Chairperson election
| First round |  |  |  | Second round |  |
| Candidate |  | Votes | % | Votes | % |
|  | Emily Lau Wai-hing | 158 | 50.0 | 171 | 54.1 |
|  | Wu Chi-wai | 104 | 32.9 | 145 | 45.9 |
|  | Au Nok-hin | 33 | 10.4 | – |  |
|  | Stanley Ng Wing-fai | 21 | 6.6 | – |  |

Vice-chairperson election
| Candidate |  | Votes | % |
|  | Lo Kin-hei | 263 | 44.1 |
|  | Andrew Wan Siu-kin | 254 | 42.5 |
|  | Stanley Ng Wing-fai | 80 | 5.3 |

==Results==
The elected members of the 11th Central Committee are listed as following:
- Chairlady: Emily Lau
- Vice-chairmen: Lo Kin-hei, Andrew Wan Siu-kin
- Treasurer: Yuen Hoi-man
- Secretary: Li Wing-shing
- Vice-secretary: Mark Li Kin-yin
- Executive Committee Members:

- Au Nok-hin
- Chow Kam-siu
- Hui Chi-fung
- Lai King-wai
- Ng Wing-fai
- Ricky Or Yiu-lam
- Tam Chun-kit
- Tsoi Yu-lung

- Central Committee Members:

- Chai Man-hon
- Josephine Chan Shu-ying
- Cheung Man-kwong
- Cheung Yin-tung
- Ho Chi-wai
- Ho Chun-yan
- Kwong Chun-yu
- Lam Chung-hoi
- Lee Wing-tat
- Mok Kin-shing
- Tsoi Yiu-cheong
- Tsui Hon-kwong
- Sin Chung-kai
- Wong Pik-wan
- Wong Sing-chi
- Yeung Sum

==Aftermath==
After winning the election, Emily Lau noted that the Democrats were very concerned about waning support among young people and called for party to focus on younger generation, working on strategies to engage young people, such as through university student unions and also make more use of social media.

Re-elected vice-chairman Lo Kin-hei said, "Voting for Lau should not be interpreted as a lack of motivation for changes in the party. Instead, it means Lau is more experienced in leading the party in the current political environment."
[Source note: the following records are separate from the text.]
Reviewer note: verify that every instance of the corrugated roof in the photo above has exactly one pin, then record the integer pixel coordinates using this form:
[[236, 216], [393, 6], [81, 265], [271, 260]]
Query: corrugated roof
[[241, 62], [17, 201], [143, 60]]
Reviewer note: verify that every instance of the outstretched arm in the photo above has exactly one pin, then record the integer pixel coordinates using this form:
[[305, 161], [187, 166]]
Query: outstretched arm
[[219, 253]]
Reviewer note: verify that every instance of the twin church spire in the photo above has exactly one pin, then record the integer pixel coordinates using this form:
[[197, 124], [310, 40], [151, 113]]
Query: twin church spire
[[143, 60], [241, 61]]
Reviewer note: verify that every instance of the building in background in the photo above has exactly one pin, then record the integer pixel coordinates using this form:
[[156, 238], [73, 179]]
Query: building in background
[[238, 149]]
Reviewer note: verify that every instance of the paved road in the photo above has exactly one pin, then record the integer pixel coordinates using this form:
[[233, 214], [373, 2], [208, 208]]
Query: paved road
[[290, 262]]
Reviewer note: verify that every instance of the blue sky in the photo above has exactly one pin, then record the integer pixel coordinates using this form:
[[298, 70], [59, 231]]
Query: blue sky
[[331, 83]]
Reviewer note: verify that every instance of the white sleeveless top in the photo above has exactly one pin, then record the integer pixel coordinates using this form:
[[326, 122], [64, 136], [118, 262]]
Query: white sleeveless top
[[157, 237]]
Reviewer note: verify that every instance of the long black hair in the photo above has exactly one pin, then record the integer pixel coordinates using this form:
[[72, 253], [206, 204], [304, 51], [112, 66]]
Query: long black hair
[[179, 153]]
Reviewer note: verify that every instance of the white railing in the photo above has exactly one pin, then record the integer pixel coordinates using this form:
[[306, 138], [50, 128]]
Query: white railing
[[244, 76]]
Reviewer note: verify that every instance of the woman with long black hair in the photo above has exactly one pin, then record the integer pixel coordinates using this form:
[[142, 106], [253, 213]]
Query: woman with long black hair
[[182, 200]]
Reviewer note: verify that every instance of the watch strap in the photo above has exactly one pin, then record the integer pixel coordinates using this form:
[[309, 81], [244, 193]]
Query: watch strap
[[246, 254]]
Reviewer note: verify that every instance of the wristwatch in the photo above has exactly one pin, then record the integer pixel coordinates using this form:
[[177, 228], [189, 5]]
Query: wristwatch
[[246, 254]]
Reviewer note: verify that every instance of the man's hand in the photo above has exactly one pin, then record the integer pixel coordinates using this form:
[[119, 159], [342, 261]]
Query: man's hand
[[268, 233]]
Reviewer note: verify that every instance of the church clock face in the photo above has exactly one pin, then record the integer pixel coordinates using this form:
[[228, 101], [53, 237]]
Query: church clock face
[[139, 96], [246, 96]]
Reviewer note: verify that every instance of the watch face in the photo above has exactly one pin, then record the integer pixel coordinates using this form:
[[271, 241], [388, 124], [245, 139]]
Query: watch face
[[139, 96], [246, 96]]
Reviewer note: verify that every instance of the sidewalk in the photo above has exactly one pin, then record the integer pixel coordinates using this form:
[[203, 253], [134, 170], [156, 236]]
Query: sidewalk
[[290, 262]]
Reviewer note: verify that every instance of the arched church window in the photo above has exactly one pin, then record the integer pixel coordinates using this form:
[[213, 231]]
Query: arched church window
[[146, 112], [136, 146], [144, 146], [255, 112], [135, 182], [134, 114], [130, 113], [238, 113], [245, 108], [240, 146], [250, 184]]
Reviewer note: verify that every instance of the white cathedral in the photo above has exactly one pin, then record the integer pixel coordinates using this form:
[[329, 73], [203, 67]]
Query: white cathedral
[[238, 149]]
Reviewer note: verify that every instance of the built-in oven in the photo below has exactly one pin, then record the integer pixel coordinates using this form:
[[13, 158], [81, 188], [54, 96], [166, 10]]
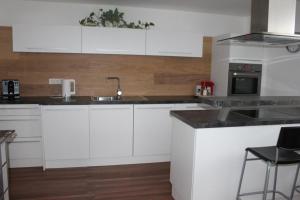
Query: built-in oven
[[244, 79]]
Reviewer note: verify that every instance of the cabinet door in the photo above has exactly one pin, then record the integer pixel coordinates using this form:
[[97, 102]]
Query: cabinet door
[[152, 129], [54, 39], [66, 132], [113, 41], [111, 131], [164, 43]]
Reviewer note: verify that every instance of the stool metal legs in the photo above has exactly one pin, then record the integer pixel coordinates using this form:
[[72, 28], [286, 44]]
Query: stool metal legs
[[275, 182], [265, 192], [242, 175], [266, 184], [295, 182]]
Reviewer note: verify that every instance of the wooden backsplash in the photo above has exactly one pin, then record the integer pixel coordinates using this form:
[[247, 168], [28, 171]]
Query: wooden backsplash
[[140, 75]]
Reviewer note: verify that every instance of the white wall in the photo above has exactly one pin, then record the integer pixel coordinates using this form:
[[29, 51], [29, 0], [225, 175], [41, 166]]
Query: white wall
[[33, 12], [282, 71]]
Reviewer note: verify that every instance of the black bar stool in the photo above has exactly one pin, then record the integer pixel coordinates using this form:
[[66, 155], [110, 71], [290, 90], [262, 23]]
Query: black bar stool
[[281, 154]]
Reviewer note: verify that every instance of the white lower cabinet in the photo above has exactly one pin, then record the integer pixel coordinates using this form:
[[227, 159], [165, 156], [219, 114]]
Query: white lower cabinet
[[26, 149], [111, 131], [76, 135], [152, 129], [66, 135]]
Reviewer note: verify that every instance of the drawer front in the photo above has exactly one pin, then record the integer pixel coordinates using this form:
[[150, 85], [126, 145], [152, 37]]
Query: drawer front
[[23, 128], [19, 110], [25, 150], [3, 153]]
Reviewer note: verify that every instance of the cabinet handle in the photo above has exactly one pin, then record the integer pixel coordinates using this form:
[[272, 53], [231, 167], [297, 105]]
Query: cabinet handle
[[65, 109], [111, 50], [156, 108], [46, 49], [175, 52], [111, 108]]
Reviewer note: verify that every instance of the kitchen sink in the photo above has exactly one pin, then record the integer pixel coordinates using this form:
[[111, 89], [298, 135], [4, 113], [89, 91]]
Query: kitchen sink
[[115, 98], [104, 98]]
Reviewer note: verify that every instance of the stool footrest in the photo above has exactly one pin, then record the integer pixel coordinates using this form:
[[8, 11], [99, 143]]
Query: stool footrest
[[261, 192]]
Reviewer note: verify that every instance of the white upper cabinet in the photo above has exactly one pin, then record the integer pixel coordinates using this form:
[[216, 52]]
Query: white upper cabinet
[[174, 43], [51, 39], [113, 41]]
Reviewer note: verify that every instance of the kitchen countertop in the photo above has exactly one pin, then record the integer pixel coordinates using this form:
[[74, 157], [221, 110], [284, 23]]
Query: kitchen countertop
[[211, 100], [238, 101], [6, 135], [231, 117], [86, 100]]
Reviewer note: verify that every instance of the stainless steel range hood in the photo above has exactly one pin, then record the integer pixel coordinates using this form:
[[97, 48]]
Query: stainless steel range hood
[[272, 24]]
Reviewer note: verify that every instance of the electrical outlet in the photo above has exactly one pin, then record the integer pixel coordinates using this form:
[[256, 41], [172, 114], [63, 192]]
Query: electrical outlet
[[55, 81]]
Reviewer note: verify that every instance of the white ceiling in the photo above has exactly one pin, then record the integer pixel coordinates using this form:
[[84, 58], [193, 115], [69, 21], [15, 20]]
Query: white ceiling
[[231, 7]]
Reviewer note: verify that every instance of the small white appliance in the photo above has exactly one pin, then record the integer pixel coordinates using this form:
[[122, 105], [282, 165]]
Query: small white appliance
[[68, 87]]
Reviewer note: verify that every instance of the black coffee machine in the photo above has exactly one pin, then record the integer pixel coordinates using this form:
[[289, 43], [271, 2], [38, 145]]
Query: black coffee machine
[[10, 89]]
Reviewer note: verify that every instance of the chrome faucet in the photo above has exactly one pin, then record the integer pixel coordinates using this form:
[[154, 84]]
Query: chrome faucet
[[119, 90]]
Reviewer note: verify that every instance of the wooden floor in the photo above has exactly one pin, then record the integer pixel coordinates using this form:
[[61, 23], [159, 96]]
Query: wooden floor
[[129, 182]]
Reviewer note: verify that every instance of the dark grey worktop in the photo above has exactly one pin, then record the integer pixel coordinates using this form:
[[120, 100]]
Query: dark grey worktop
[[251, 101], [231, 117], [214, 101], [86, 100]]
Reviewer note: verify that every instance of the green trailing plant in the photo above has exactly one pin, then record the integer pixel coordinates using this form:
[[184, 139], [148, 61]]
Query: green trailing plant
[[112, 18]]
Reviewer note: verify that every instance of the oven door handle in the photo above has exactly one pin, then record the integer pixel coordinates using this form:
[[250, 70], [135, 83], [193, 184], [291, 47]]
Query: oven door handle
[[245, 74]]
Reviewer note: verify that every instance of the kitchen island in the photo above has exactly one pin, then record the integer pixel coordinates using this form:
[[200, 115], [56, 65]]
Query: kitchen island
[[208, 149]]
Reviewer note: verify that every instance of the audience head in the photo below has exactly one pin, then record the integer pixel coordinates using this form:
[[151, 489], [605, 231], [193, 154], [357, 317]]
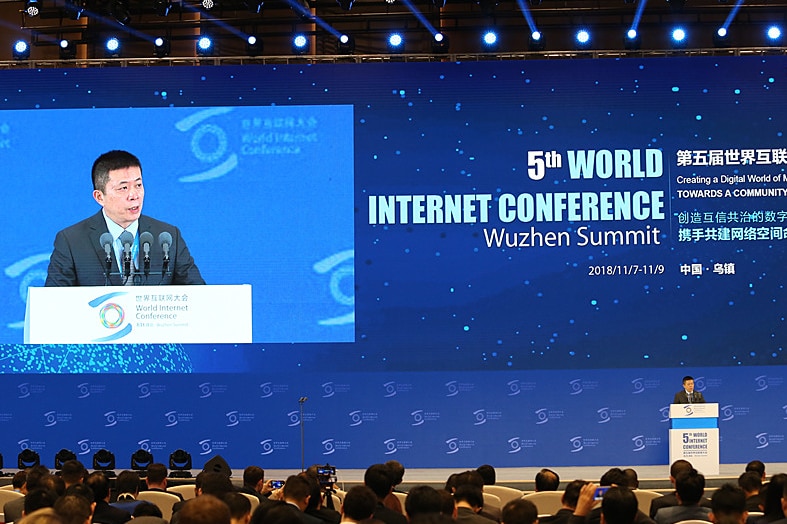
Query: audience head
[[73, 509], [487, 473], [240, 507], [547, 480], [757, 466], [571, 494], [378, 478], [632, 478], [728, 505], [422, 499], [157, 474], [359, 503], [205, 509], [689, 486], [72, 472], [519, 511], [750, 482], [619, 506], [614, 476]]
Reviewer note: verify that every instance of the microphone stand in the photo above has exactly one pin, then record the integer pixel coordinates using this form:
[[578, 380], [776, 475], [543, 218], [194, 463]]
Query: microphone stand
[[303, 442]]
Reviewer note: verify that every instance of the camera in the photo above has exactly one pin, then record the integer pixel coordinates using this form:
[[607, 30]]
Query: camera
[[326, 475]]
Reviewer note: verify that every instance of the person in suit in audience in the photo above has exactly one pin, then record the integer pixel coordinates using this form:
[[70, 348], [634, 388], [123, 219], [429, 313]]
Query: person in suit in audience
[[547, 480], [751, 483], [728, 505], [688, 395], [519, 511], [103, 512], [670, 499], [568, 502], [378, 478], [689, 488], [157, 479], [469, 502]]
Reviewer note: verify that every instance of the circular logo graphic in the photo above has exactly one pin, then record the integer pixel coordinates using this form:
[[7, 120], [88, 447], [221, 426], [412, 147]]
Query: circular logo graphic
[[111, 315]]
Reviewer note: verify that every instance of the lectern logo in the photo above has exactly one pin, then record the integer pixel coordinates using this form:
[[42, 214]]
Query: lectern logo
[[111, 316]]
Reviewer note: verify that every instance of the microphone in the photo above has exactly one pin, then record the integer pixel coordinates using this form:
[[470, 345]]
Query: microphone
[[165, 241], [146, 239], [127, 239], [106, 242]]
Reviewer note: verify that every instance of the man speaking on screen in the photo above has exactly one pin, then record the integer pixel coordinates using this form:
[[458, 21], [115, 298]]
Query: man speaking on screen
[[119, 245], [687, 395]]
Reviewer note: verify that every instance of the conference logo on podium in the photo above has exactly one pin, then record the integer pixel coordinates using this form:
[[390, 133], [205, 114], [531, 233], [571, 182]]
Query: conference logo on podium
[[111, 316]]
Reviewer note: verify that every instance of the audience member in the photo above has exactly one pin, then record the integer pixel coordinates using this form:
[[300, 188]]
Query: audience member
[[751, 483], [103, 511], [421, 500], [519, 511], [205, 509], [689, 487], [728, 505], [378, 478], [547, 480]]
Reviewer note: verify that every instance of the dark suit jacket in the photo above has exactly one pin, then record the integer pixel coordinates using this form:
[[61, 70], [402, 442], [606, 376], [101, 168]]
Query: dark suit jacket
[[79, 260], [682, 398]]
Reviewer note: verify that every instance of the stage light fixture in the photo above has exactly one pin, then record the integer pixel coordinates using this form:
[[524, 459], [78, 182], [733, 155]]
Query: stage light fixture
[[162, 7], [536, 41], [253, 45], [345, 45], [180, 464], [21, 51], [64, 455], [141, 459], [104, 460], [204, 46], [632, 41], [28, 458], [440, 43], [582, 39], [679, 38], [32, 8], [300, 44], [161, 47], [774, 34], [112, 47], [721, 38], [395, 43]]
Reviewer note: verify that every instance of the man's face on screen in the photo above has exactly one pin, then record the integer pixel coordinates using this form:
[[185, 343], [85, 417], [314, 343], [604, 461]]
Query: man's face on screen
[[123, 195]]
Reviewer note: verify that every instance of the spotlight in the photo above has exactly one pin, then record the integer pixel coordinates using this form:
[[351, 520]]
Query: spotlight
[[162, 7], [536, 41], [679, 38], [632, 40], [253, 45], [141, 459], [161, 47], [32, 8], [204, 46], [774, 34], [721, 38], [490, 40], [395, 43], [439, 43], [582, 39], [64, 455], [180, 464], [345, 45], [112, 47], [28, 458], [300, 45], [104, 460]]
On 23 January 2015, secretary general Cheung Yin-tung and his disciple Kwong Chun-yu resigned their positions on the Central Committee. Some speculated their disaffections towards the dominance of the Mainstreamer faction led by the "triumvirate", Yeung Sum, Cheung Man-kwong and Lee Wing-tat.

In July 2015, former legislator and member of the party central committee Wong Sing-chi was expelled from the Democratic Party due to his defiance of the party line and clandestine proposal in support of the government's constitutional reform package, which was panned by pan-democrats for being "fake universal suffrage".

==2015 by-election==
A by-election for the three vacancies in the Central Committee was held in the annual party congress on 6 December 2015. Founding member Howard Lam Tsz-kin, Lam Ka-ka and Chau Man-fong who were considered in Chai Man-hon's faction were elected, while Ng Siu-hong of the Hui Chi-fung's faction was not elected. Chai and Ng were considered potential candidates for running in Hong Kong Island in the 2016 Legislative Council election.